In competition experiments with [¹²⁵I]-αBgt, 6-BHP (in concentration range of 2–1000 μM) was pre-incubated 2 h at room temperature with the GH₄C₁ cells (6.5 μg of total protein with final concentration of 0.4 nM of toxin-binding sites) or Torpedo californica electric organ membranes (final concentration 1.25 nM of toxin-binding sites) in 50 μL of binding buffer (20 mM Tris-HCl buffer, 1 mg/mL of bovine serum albumin, pH 7.8). After that [¹²⁵I]-αBgt was added to GH₄C₁ cells or membranes to final concentration 0.2 nM and the mixtures were additionally incubated for 5 min. Binding was stopped by rapid filtration on GF/C filters (Whatman, Little Chalfont, UK) pre-soaked in 0.25% polyethylenimine, unbound radioactivity being removed from the filters by washout (3 × 3 mL) with the binding buffer. Non-specific binding was determined in all cases using 2 h pre-incubation with 20 μM α-cobratoxin.

The binding results were analyzed using ORIGIN 7.5 (OriginLab Corporation, Northampton, MA, USA) fitting to a one-site dose-response curve by the following equation:

% response = 100/{1 + ([toxin]/IC₅₀)ⁿ}

where IC₅₀ is the concentration at which 50% of the binding sites are inhibited and n is the Hill coefficient.

4. Conclusions

In summary, we present here the activity of the first compound isolated from the marine nudibranch mollusk Hermissenda crassicornis. Its structure is identical to that of l-6-bromohypophorine (6-BHP) for the first time isolated over three decades ago from the marine sponges Pachymatisma johnstoni [5], later from Aplysina sp. [20] and the tunicate Aplidium conicum [18]. However, since that time there were no data about the activity of 6-BHP. We found that it interacts quite efficiently with human α7 nAChR, being inactive toward either another subtype of neuronal nAChR, namely α4β2 nAChR, or against muscle-type nAChR from Torpedo californica ray. No inhibition of ion currents was observed with 6-BHP applied to the chimeric receptor comprising the ligand-binding domain of chicken α7 nAChR. These first results on the specificity of 6-BHP can be compared with the properties of snake venom neurotoxins and α-conotoxins from Conus marine snails. In the neurotoxin family, short α-neurotoxins block only muscle-type nAChRs, long α-neurotoxins inhibit both muscle-type and homooligomeric neuronal nAChRs (like the α7 and α9 ones), while κ-bungarotoxin is effective against heteromeric α3β2 nAChRs (see review [14]).
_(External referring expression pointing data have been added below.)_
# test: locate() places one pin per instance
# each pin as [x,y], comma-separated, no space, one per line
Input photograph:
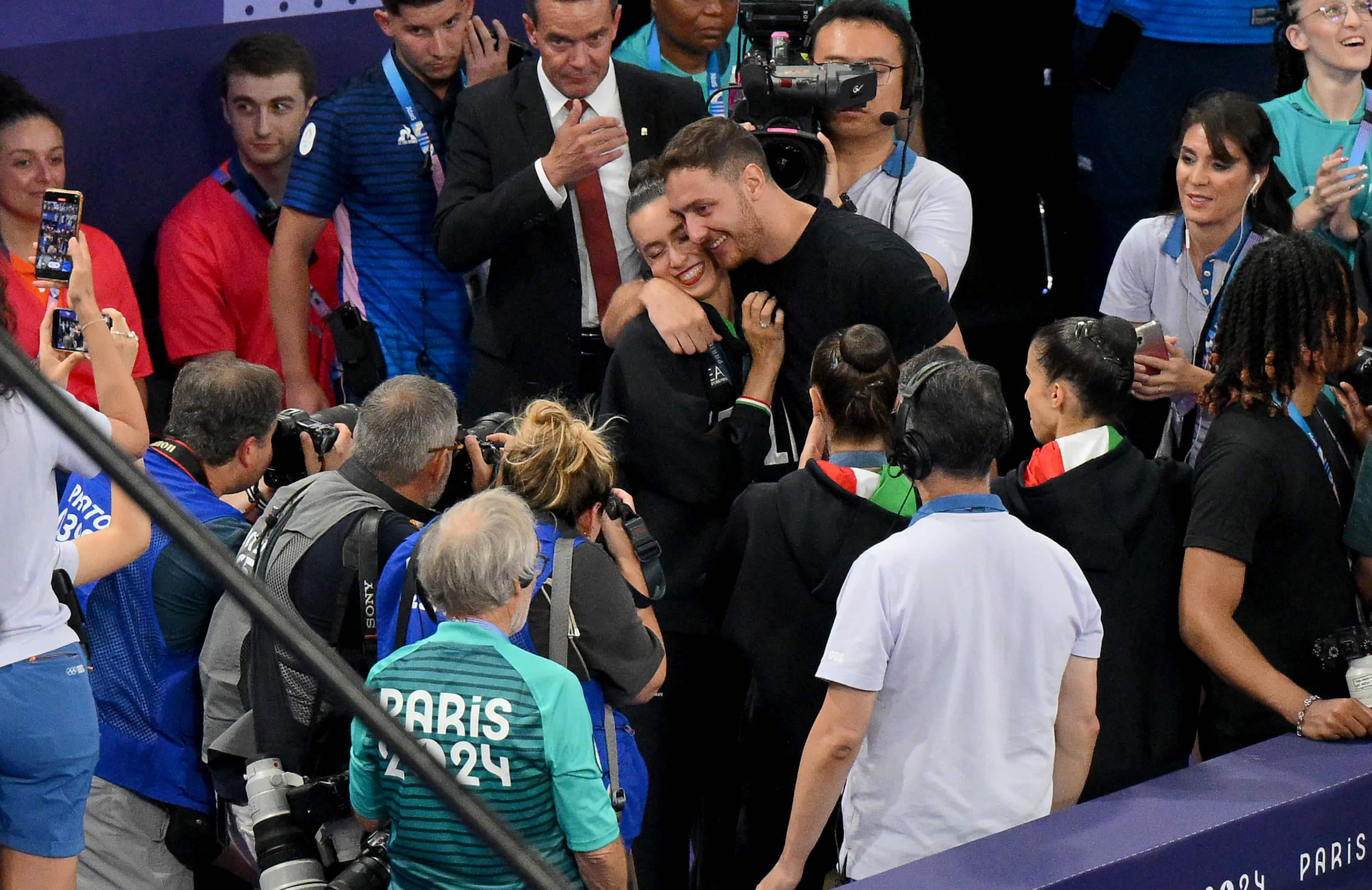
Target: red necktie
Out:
[600,239]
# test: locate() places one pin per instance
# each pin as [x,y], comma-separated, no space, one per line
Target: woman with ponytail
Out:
[1172,268]
[1121,517]
[1323,49]
[788,549]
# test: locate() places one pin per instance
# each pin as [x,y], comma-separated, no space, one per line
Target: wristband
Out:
[1300,719]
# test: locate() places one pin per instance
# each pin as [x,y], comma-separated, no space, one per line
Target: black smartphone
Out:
[66,332]
[1112,50]
[57,227]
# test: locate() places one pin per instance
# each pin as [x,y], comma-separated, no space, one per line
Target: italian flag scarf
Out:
[1069,452]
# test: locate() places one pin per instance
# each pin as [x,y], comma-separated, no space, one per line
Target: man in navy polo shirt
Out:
[371,159]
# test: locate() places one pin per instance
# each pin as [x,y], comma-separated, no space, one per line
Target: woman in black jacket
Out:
[788,549]
[693,432]
[1123,518]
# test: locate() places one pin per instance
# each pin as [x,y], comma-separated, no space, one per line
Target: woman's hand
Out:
[1175,377]
[486,54]
[125,341]
[765,329]
[1333,190]
[55,365]
[1357,414]
[616,539]
[680,319]
[1329,720]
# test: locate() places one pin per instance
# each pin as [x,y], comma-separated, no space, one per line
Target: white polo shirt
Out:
[933,210]
[962,624]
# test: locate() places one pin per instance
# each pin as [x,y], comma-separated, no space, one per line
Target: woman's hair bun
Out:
[866,348]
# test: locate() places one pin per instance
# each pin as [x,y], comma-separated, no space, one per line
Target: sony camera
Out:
[287,457]
[460,480]
[784,97]
[287,812]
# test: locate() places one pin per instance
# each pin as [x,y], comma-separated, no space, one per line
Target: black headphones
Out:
[913,83]
[910,449]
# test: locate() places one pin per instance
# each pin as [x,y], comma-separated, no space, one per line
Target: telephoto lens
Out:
[287,855]
[371,870]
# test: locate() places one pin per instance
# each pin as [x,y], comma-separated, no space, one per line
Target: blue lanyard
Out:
[1208,342]
[402,95]
[859,459]
[712,68]
[1325,462]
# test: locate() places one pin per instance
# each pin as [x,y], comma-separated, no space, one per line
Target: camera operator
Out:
[932,618]
[49,737]
[150,820]
[479,563]
[319,549]
[920,200]
[828,268]
[1265,572]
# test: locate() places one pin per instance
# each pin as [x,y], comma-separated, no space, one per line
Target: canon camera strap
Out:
[182,455]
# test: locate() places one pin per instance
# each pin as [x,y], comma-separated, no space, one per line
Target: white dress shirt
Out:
[603,102]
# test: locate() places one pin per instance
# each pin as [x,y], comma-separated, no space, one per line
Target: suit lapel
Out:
[640,120]
[533,110]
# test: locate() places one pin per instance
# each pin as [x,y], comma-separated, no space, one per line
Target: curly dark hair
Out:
[1290,292]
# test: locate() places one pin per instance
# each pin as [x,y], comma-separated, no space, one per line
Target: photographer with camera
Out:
[214,245]
[1265,572]
[537,768]
[920,200]
[150,822]
[319,549]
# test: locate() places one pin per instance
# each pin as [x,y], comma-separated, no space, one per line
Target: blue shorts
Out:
[50,741]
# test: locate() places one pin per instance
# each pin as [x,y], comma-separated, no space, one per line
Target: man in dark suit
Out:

Species specificity is manifested most clearly with denmotoxin from the colubrid snake venom, which blocks, quite potently, chicken muscle nAChR and only weakly that of mouse [29]. In terms of nAChR subtype specificity, the leaders are α-conotoxins, which not only discriminate muscle-type from neuronal nAChRs, but with the aid of naturally-occurring α-conotoxins and their synthetic analogs, virtually all subtypes of neuronal nAChRs can be identified and selectively blocked (see reviews [14,15]). Most interestingly, it seems that 6-BHP not only recognizes the human α7 nAChR, but it acts as an agonist. In this paper we also presented a brief review of the activities of different bromo-containing compounds of marine origin and demonstrated that, for such a family, the 6-BHP interaction with the human α7 nAChR is among those rare cases when this activity is characterized at the molecular level.